Viral Induced Wheeze and Asthma

If you'd like to support us, check out our awesome products:


Wheezing in children is a common clinical presentation in paediatrics. It can be caused by a spectrum of illnesses including bronchiolitis, viral-induced wheeze and asthma.

Wheezing due to viral-induced wheeze or acute viral-induced asthma is caused by narrowing of the airways due to mucus production and bronchoconstriction. Other conditions can present with wheeze, and these are outlined in the differential diagnosis section. 

Want discounted access to all Geeky Medics products, including our medicine flashcard collection? Check out our bundles to save money and supercharge your learning 🔥


Common precipitants of viral-induced wheeze and viral exacerbation of asthma include RSV, rhinovirus, coronaviruses, parainfluenza, influenza and human metapneumoviruses. 

Viral induced wheeze vs asthma

The question often arises ‘is this asthma or viral-induced wheeze?’.
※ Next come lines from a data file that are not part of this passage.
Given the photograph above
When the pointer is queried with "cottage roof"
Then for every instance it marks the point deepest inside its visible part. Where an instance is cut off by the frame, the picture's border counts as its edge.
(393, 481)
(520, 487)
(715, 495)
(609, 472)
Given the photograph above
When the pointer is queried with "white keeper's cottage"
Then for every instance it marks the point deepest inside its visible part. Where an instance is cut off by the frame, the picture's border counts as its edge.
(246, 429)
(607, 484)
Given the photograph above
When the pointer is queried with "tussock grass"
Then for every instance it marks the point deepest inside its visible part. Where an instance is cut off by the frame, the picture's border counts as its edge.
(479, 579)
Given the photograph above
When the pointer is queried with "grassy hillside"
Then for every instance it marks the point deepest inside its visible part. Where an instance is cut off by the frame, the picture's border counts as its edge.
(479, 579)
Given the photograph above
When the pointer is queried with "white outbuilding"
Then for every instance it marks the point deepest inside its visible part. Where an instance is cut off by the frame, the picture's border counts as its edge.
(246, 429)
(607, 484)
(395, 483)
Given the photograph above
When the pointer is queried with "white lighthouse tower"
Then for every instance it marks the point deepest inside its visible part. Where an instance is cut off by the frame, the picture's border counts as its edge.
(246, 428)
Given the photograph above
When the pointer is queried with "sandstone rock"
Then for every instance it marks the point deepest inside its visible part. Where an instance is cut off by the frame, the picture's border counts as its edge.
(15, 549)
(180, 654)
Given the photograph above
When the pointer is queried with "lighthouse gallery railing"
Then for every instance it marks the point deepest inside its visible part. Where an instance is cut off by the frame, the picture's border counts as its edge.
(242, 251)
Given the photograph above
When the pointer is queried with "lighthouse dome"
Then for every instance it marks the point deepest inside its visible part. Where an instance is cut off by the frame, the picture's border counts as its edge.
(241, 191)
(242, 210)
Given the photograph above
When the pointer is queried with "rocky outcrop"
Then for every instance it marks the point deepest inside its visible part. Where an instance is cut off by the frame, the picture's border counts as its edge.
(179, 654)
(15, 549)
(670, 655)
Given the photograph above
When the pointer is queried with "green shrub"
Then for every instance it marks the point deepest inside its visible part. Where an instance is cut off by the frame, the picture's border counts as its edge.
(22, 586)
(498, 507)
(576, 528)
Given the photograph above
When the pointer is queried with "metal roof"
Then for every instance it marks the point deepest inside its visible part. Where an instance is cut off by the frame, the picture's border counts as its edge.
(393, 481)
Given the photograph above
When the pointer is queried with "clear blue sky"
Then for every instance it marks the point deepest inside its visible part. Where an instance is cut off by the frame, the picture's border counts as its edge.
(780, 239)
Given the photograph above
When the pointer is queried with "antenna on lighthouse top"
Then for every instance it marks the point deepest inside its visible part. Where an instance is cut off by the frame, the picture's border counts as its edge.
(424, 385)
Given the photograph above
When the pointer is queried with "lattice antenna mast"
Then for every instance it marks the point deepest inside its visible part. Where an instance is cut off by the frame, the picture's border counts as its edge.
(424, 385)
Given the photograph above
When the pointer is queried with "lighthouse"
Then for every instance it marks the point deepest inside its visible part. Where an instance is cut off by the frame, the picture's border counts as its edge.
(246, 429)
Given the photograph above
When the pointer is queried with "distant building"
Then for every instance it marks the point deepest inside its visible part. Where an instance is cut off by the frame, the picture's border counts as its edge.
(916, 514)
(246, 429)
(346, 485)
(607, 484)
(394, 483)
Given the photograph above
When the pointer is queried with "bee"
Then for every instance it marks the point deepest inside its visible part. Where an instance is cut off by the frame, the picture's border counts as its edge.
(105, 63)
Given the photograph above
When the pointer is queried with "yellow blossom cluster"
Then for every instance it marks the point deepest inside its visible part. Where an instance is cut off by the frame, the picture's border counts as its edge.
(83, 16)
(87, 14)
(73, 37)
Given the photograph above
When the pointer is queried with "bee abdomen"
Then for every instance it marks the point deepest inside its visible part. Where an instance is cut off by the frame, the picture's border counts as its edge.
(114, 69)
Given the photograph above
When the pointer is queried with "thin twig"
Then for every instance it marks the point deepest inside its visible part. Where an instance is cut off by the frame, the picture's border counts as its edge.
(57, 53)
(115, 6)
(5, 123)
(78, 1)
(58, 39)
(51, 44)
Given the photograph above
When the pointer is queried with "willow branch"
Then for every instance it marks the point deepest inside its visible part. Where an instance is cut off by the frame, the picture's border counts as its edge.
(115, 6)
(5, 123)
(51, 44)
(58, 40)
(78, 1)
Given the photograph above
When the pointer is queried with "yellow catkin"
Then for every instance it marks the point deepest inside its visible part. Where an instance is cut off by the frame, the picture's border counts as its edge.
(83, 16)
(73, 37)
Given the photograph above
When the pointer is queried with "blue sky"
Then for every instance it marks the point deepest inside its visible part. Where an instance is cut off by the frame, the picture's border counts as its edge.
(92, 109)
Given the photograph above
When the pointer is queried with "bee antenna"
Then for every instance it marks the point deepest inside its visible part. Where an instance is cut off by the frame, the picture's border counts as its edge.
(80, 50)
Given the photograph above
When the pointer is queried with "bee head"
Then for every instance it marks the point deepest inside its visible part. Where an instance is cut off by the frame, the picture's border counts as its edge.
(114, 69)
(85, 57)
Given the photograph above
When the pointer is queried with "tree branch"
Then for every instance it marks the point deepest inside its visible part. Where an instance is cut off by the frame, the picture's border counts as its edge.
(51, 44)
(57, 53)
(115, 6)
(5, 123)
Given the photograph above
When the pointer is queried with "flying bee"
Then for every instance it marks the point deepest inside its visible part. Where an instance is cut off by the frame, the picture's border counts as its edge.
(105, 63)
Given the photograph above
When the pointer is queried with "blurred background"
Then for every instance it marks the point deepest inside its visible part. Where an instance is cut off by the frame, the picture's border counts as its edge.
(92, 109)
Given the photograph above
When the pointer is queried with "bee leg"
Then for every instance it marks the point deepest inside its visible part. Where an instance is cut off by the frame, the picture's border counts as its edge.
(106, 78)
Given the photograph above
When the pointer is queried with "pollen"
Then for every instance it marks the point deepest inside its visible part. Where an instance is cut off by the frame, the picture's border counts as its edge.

Approximately 50% of children have had at least one episode of wheezing in early childhood, however, most of these are wheeze-free by age six.1

This is due to a combination of increased exposure to viruses in early childhood and smaller airway anatomy that is more prone to cause wheezing due to Poiseuille’s law (small reduction in airway radius increases resistance to airflow as it is inversely proportional to the fourth power of the radius).

The diagnosis of asthma previously has been deferred until the child was able to perform objective testing (e.g. spirometry), typically from age 5 onwards.

However, there is a recent shift to diagnose asthma earlier in children who have recurrent episodes of wheezing along with atopic history and a pattern of symptoms indicating poor control between acute events.2

Risk factors

Risk factors for acute wheeze with viral infections include:

  • Exposure to cigarette smoke
  • Parental history of asthma
  • Maternal smoking during pregnancy
  • Daycare/nursery/school attendance (due to increased risk of exposure to viruses)

Clinical features


Typical symptoms of a viral-induced wheeze or viral-induced asthma include:

  • Upper respiratory tract infection including cough, coryza, blocked/runny nose, sneezing, sore throat
  • Fever
  • Lethargy and fatigue
  • Poor feeding
  • Wheezing sound
  • Tachypnoea and increased work of breathing
  • Complaints of difficulty breathing or chest tightness

It is important to ask about prior wheezing episodes. If a previously higher level of support was required, there is greater suspicion for risk of deterioration.

Specifically, ask about:

  • Needing admission to hospital vs outpatient therapy
  • Needing intravenous therapy on previous occasions
  • Requiring respiratory support (such as CPAP, intubation)
  • Requiring paediatric intensive care unit treatment
  • Atopic history (including eczema, allergic rhinitis, food allergies)
  • Family history of atopy

Clinical examination

A systematic examination should be performed, with an ABCDE approach.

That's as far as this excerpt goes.